Flock Of Dimes is the name of Wasner’s solo project, although she incorporates contributions from others to help shape and consolidate the album. Head Of Roses is essentially her response to the break up of a relationship and the ensuing emotional repercussions. While such experiences have offered creative inspiration for countless musicians over the years, on Head Of Roses Wasner still manages to deliver an album that feels both highly individual and effective in what it tries to do. It also subtly extends the sense of musical reinvention which has been ongoing since the direction-pivoting Shriek.

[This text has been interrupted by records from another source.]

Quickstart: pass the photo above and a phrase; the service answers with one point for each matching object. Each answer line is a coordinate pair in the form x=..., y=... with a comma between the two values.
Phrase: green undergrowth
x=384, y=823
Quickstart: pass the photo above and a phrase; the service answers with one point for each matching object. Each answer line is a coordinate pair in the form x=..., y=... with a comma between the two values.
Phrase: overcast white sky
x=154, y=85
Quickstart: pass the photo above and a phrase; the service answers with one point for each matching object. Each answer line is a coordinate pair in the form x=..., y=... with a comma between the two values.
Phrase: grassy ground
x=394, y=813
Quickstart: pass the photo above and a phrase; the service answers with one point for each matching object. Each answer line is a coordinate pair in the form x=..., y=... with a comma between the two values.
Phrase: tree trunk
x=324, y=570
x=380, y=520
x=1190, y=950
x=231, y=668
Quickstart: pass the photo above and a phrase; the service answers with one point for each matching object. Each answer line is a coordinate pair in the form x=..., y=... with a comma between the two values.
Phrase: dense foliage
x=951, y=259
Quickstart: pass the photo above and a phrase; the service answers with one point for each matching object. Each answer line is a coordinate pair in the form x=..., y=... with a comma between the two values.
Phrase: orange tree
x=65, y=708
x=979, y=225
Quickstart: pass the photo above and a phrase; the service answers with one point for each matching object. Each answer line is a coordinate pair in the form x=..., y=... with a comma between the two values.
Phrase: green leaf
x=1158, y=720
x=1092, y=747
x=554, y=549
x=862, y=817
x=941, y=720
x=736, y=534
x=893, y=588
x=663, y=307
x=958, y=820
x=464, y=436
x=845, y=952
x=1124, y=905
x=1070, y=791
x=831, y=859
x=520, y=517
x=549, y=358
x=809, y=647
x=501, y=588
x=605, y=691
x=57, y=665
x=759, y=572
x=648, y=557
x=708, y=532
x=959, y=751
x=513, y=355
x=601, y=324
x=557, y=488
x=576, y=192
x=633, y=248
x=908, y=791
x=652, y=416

An immediate reminder of her vocal prowess comes with opening track 2 Heads, showing how she’s able to tap into deep wells of emotion and conjure impactful, deceptively heavy moments from relatively minimalist means. Next, the gnarled, muscular guitar of Price Of Blue offers a suitably cathartic accompaniment to the overarching lyrical sentiment to the album. Two has a sharper and more delineated sound, but still manages to generate the characteristic momentum that crops up so often in her music. It’s one of many beautifully vulnerable moments, as she addresses the central theme of the album, openly asking herself “Can I be one? Can we be two? Can I be for myself? Still be still with you?”. The sad and abstract Hard Way follows, a transparent musical prism of tenderness and longing.
One initial impression gained from these opening four songs is that they feel quite placeable within a Wye Oak musical context, whether in terms of their core guitar sound or their synth-led update but as the album progresses it sees her open something of a new musical door and in the process adds to the sense of journey that Head Of Roses brings.
The first sign of something different comes with Walking which has a more markedly mellow, alt-country sound. One More Hour has shades of Emmylou Harris meanwhile as she once again questions herself and expresses regret (“I know there’s nothing for it but if I could have anything, I’d take one more hour”). Awake For The Sunrise is similarly disposed, featuring more in the way of lamenting sadness. For all of the personal ground they cover however, such tracks have a strongly relatable quality, backing up one of the key ideas that Wasner covered in our recent interview, namely how she wanted to make music that could soothe others as well as herself.
Elsewhere, Lightning is not too far removed from Laura Veirs at her most reflective (with the album in a broader sense sharing common ground with Veirs’ My Echo album from last year). On No Question it feels like she comes close to finding some small degree of resolution within its calm, blanketing softness. Similarly, the piano-led title track that closes the album exudes a sense of emotional aching but also edges towards some form of closure, putting the seal on a restorative and healing record. It feels like it draws a line under the wider experience of the album, allowing her to move forward on to whatever musical project comes next.